66 pointsby adunk9 hours ago9 comments
  • bot4035 minutes ago
    Now do the equivalent of just in time compilation. Claude sees that we need to respond to a lot of pings and writes a program to compute it instead of thinking about each one.
  • ShinyLeftPad42 minutes ago
    How quickly claude responds when it acts like a user space LLM chatbot?
  • fouc3 hours ago
    think about how much faster it would've been with a small local model!
  • twoodfin2 hours ago
    Modulo Anthropic messing with the model for load mitigation, I wonder how stable this result is.

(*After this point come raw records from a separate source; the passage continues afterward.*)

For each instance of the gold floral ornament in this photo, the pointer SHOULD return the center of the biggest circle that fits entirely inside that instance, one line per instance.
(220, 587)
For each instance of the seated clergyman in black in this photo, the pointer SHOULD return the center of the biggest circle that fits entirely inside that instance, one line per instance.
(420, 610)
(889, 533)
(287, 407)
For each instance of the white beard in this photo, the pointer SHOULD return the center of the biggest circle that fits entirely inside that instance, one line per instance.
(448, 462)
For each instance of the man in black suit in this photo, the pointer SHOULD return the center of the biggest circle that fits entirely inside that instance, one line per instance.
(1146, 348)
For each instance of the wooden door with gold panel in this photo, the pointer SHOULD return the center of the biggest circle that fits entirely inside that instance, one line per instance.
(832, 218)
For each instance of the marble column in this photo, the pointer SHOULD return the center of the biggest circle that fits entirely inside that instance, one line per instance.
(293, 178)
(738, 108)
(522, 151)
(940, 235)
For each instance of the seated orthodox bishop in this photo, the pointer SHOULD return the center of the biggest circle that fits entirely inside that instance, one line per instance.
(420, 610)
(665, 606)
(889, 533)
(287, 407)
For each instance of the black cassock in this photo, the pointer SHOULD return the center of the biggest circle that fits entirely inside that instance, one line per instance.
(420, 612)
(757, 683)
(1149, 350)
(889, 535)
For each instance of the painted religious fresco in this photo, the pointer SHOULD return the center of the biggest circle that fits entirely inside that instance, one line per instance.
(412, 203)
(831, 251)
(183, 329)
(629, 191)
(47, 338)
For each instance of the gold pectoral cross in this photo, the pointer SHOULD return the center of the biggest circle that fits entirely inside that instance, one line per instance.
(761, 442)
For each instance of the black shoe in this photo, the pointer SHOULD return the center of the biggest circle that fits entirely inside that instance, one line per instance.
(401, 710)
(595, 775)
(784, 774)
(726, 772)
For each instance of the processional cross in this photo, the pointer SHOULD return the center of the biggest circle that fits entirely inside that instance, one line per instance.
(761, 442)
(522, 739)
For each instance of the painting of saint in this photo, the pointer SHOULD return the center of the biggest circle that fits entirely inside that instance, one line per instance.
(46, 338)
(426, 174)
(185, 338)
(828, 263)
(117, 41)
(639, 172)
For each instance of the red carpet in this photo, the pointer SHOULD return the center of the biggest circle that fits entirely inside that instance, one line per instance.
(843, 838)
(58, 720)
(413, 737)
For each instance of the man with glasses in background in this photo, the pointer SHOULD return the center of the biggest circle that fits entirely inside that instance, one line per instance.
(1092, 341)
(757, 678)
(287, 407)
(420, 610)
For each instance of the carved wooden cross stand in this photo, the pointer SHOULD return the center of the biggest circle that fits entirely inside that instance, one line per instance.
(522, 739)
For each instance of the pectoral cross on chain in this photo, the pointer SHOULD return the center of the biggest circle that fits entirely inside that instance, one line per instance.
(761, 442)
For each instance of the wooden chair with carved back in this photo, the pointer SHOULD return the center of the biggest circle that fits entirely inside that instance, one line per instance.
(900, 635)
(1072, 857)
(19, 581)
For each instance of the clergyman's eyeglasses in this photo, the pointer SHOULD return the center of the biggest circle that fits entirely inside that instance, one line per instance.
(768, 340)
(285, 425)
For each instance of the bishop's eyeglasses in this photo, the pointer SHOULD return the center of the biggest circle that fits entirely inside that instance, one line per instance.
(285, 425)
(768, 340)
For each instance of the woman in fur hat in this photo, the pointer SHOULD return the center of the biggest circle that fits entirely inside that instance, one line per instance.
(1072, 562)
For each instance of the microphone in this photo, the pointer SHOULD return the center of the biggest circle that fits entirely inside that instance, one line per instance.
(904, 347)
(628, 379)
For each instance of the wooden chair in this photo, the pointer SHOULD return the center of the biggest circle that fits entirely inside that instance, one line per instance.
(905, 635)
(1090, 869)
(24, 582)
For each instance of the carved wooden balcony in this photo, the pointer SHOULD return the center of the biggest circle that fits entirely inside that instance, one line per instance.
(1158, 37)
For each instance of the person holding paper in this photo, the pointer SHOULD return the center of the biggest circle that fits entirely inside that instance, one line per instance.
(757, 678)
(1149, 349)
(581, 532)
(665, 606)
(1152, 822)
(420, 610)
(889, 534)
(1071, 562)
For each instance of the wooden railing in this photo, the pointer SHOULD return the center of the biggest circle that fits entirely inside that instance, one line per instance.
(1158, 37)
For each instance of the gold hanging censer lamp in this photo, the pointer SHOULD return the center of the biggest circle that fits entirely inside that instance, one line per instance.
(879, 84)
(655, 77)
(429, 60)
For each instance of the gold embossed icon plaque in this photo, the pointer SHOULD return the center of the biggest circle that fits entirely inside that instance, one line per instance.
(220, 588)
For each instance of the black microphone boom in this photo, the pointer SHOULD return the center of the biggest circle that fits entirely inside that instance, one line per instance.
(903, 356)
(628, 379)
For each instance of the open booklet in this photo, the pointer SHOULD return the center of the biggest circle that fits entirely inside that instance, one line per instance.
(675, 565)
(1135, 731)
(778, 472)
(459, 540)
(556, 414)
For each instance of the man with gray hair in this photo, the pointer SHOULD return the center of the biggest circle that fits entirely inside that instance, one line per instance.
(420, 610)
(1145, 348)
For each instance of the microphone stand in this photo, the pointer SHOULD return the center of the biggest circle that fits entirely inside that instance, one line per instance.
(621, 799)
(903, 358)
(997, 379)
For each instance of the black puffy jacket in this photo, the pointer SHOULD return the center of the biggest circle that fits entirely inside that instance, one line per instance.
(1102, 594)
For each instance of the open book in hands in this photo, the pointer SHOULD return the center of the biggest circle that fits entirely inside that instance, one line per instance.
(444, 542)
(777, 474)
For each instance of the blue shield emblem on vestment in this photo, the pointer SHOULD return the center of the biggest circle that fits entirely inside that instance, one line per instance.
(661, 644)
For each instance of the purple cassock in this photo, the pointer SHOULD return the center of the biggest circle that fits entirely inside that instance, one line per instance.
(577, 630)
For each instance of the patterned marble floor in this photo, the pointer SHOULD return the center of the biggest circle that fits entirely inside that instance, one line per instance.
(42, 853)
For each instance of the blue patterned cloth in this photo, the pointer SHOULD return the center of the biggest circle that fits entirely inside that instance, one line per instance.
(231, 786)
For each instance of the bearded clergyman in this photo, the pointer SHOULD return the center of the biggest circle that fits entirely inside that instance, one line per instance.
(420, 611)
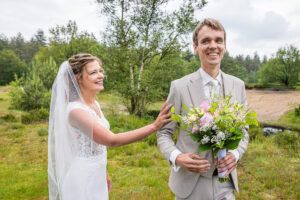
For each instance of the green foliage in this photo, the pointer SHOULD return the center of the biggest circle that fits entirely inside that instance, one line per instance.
(66, 41)
(34, 91)
(42, 132)
(9, 118)
(255, 131)
(35, 116)
(284, 68)
(144, 43)
(231, 66)
(297, 111)
(10, 65)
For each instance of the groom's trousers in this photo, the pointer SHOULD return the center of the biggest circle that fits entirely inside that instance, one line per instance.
(215, 190)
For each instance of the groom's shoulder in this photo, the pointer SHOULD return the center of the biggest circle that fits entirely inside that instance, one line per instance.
(183, 81)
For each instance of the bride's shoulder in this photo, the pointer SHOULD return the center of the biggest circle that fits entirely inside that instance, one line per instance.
(77, 105)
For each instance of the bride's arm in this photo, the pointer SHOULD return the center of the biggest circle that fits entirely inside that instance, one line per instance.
(85, 122)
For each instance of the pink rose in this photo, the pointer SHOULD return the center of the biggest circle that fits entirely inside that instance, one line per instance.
(204, 106)
(207, 117)
(195, 128)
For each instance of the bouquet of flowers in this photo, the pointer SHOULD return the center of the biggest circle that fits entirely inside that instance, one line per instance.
(217, 127)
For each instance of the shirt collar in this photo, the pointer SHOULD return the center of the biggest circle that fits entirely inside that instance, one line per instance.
(206, 78)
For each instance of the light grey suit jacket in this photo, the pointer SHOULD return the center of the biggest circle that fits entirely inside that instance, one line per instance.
(189, 91)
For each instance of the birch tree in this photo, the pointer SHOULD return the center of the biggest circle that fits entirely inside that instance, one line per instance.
(140, 35)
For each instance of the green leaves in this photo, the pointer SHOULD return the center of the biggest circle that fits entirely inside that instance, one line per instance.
(204, 147)
(251, 118)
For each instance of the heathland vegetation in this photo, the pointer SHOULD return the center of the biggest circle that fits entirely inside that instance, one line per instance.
(140, 58)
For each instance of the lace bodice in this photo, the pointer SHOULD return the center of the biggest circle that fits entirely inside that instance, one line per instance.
(82, 145)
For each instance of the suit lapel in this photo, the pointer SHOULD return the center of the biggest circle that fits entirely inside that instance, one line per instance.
(227, 84)
(195, 89)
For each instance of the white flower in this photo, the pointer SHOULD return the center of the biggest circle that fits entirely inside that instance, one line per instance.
(192, 118)
(205, 139)
(185, 120)
(220, 136)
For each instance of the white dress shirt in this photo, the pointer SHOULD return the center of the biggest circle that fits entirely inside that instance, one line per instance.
(211, 87)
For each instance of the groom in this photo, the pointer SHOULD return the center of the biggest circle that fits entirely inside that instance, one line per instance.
(193, 176)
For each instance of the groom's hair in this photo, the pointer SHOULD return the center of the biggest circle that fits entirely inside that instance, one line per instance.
(78, 61)
(211, 23)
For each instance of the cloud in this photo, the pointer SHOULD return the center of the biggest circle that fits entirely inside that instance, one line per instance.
(256, 25)
(28, 16)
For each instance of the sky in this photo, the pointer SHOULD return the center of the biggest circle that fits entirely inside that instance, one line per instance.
(260, 26)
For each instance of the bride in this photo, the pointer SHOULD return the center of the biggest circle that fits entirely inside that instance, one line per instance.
(79, 132)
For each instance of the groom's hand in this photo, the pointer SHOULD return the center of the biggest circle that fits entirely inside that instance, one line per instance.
(193, 162)
(229, 163)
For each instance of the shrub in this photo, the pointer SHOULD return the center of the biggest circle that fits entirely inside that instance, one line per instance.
(151, 114)
(33, 91)
(35, 116)
(42, 132)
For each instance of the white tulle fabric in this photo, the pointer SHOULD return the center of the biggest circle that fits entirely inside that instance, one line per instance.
(76, 164)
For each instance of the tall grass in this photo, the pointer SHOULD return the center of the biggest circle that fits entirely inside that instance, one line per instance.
(268, 170)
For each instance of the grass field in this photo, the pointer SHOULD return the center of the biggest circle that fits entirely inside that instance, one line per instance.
(138, 171)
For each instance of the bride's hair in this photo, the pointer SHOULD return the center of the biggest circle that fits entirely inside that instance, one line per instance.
(78, 61)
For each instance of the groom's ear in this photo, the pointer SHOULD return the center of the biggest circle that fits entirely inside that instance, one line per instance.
(195, 47)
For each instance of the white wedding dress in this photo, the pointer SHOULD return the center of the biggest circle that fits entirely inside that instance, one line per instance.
(86, 177)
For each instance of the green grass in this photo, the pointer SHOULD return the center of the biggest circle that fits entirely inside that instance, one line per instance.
(289, 119)
(138, 171)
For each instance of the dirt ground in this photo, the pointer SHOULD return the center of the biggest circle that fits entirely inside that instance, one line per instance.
(270, 105)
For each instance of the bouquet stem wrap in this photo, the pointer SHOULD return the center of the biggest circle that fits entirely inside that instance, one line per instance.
(222, 154)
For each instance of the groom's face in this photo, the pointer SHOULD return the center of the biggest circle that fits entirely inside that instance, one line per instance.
(211, 47)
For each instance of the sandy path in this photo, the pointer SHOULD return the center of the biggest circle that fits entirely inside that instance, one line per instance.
(270, 105)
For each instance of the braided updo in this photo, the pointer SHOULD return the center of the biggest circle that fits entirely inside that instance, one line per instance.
(78, 61)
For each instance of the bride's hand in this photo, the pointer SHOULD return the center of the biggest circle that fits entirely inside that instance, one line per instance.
(163, 117)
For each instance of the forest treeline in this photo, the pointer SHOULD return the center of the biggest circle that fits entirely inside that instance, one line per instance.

    1,000 pings, how many correctly ponged?

  • 5 hours ago
    undefined
  • ValdikSS6 hours ago
    That's why LLM will eventually be used only for initial interaction between the user in their language, to prepare the data to a specialized model.

    Imagine face recognition to work like a text chat, where the PC gets the frame from the camera and writes in the chat: "Who's that? Here's the RGB888 image in hex: ...".

    • FeepingCreature2 hours ago
      That's actually how vision language models already work, pretty much.
      • stingraycharles2 hours ago
        Huh? The images are tokenized in the same way language is and it’s just fed into one single model. Not multiple smaller expert models.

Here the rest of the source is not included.